# Learning BASE64 encoding

BASE64 encoding is so prevalent that it is worth learning how it works and how to code your own implementation.

The point of BASE64 is to communicate binary data as text, using only characters that are likely to exist on most computer platforms. These safe characters are known as the BASE64 alphabet and are the letters A to Z and a to z, the numerals 0 to 9, and the characters / and +. There are other ways to represent bytes as text; for example, by converting them to hexadecimal strings made up of the characters 0 to 9 and A to F. But doing so means that for every character in the original set, two hexadecimal characters are required, which doubles the size of the data.

The BASE64 alphabet consists of 64 characters, each one associated with an integer value. For example, the character A is represented by 0, the character Z by 25, and character / by 63. This means that to cover the range of integers from 0 to 63, the BASE64 word size must be six bits (because 2^6=64). As a consequence of this, during BASE64 encoding the original data must be laid out and padded to make its size — in bits — a number divisible by six.

The smallest number of bytes (or 8-bit words) that can be re-arranged in groups of 6-bit words is three (3×8 bits = 24 bits, which is divisible by six). In other words, data must be processed in groups of 24 bits, each group being equivalent to four 6-bit words (4×6 bits = 24 bits). The BASE64 character matching the value of each 6-bit word is then output as an 8-bit ASCII character. So for every three bytes of input, four bytes of output are generated, giving an inflation factor of 4:3 (which is a better compromise than the 2:1 ratio from hexadecimal encoding).

Data that cannot be split exactly in groups of 24 bits must be padded to make them so. For example, data that are one byte long (i.e. 8 bits) must be padded with two zero-value bytes (i.e. 8 bits + (2×8 bits)), and data that are 11 bytes long (i.e. 88 bits) must be padded with one zero-value byte (i.e. 88 bits + 8 bit = 96 bits = 4×24 bits). In other words, data must be padded to reach a size that is divisible by three.
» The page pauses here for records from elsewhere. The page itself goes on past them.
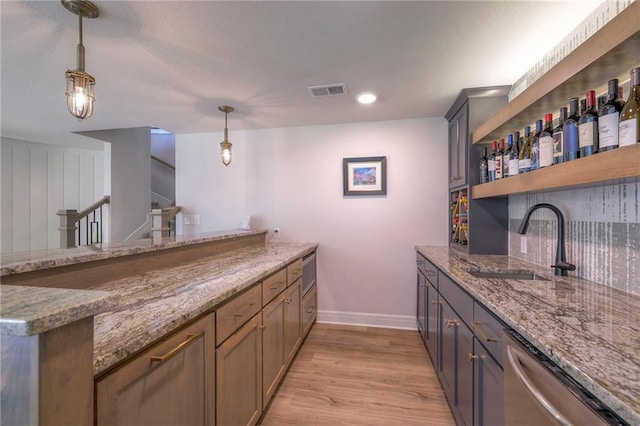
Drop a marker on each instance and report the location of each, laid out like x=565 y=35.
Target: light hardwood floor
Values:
x=347 y=375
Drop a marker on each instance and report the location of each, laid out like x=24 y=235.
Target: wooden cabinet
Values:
x=172 y=382
x=239 y=376
x=309 y=309
x=292 y=320
x=458 y=135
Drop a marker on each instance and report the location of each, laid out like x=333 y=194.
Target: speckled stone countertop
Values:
x=150 y=305
x=589 y=330
x=15 y=263
x=26 y=311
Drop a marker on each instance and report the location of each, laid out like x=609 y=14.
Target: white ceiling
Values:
x=170 y=64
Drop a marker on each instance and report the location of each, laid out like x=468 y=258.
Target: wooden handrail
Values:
x=101 y=202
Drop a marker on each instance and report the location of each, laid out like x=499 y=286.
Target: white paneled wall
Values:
x=37 y=181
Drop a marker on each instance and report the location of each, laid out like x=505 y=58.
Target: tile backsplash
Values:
x=602 y=232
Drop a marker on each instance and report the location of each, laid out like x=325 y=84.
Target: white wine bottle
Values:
x=629 y=126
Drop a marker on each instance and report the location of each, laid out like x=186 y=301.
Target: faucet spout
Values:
x=561 y=265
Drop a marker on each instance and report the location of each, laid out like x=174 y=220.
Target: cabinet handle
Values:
x=172 y=352
x=482 y=334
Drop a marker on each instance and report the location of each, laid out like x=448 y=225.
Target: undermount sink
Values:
x=507 y=275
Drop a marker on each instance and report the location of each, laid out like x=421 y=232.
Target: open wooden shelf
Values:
x=610 y=53
x=610 y=166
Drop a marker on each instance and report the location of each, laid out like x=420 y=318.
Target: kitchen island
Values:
x=130 y=311
x=591 y=331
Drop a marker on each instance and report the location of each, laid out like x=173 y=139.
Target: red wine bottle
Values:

With the theory out of the way, here is how BASE64 is implemented in Java, using the example ‘any carnal pleasure’.

First, encode the string as a series of bytes.

``````byte[] bytes = "any carnal pleasure".getBytes();
``````

This results in an array of 19 bytes.

Next, pad the array with two zero-value bytes to make its size divisible by three.
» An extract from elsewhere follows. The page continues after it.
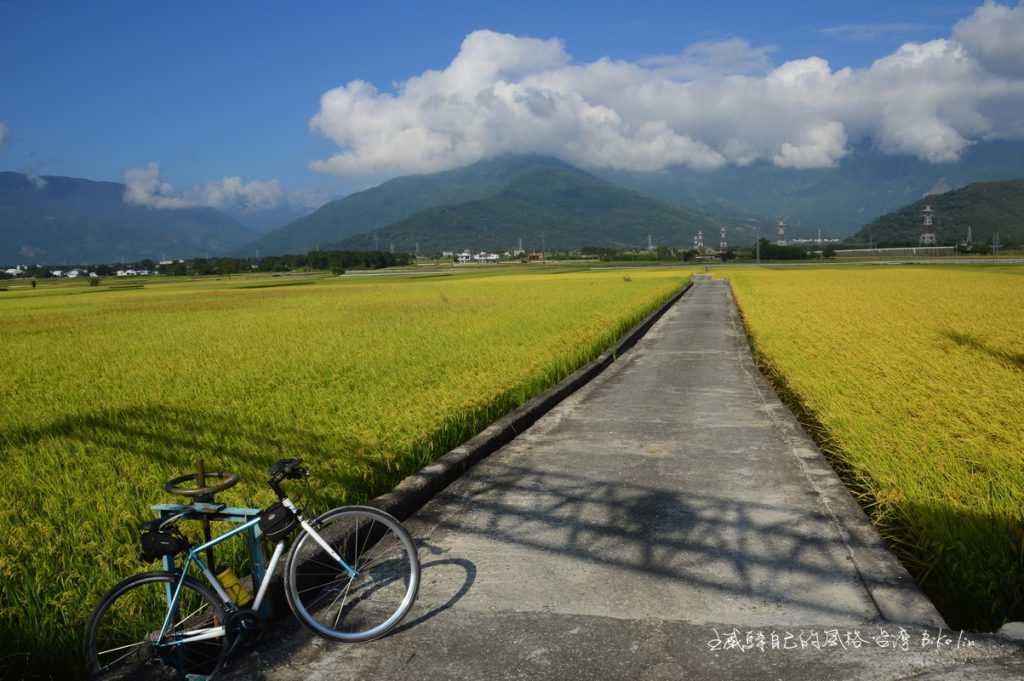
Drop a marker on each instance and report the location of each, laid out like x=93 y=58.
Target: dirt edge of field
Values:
x=416 y=490
x=887 y=577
``````byte[] padded = Arrays.copyOf(bytes, 21);
``````

Then, convert each triplet of bytes into four 6-bit words and calculate the value of each. (Use bit shift operators.) Append the BASE64 character represented by each 6-bit value to a `StringBuilder` instance.

``````for (int byteIndex = 0; byteIndex < padded.length; byteIndex += byteGroupSize) {

// read the value of the 24-bit word starting at the current index
int wordOf24Bits = (padded[byteIndex] << 16) +
(padded[byteIndex + 1] << 8) +

// read the 24-bit word as 6-bit word values
int wordOf6Bits1 = (wordOf24Bits >> 18) & 63;
int wordOf6Bits2 = (wordOf24Bits >> 12) & 63;
int wordOf6Bits3 = (wordOf24Bits >>  6) & 63;
int wordOf6Bits4 = (wordOf24Bits      ) & 63;

result.append(BASE64_CHARS.charAt(wordOf6Bits1));
result.append(BASE64_CHARS.charAt(wordOf6Bits2));
result.append(BASE64_CHARS.charAt(wordOf6Bits3));
result.append(BASE64_CHARS.charAt(wordOf6Bits4));
}
``````

This yields the BASE64 string ‘YW55IGNhcm5hbCBwbGVhc3VyZQAA’.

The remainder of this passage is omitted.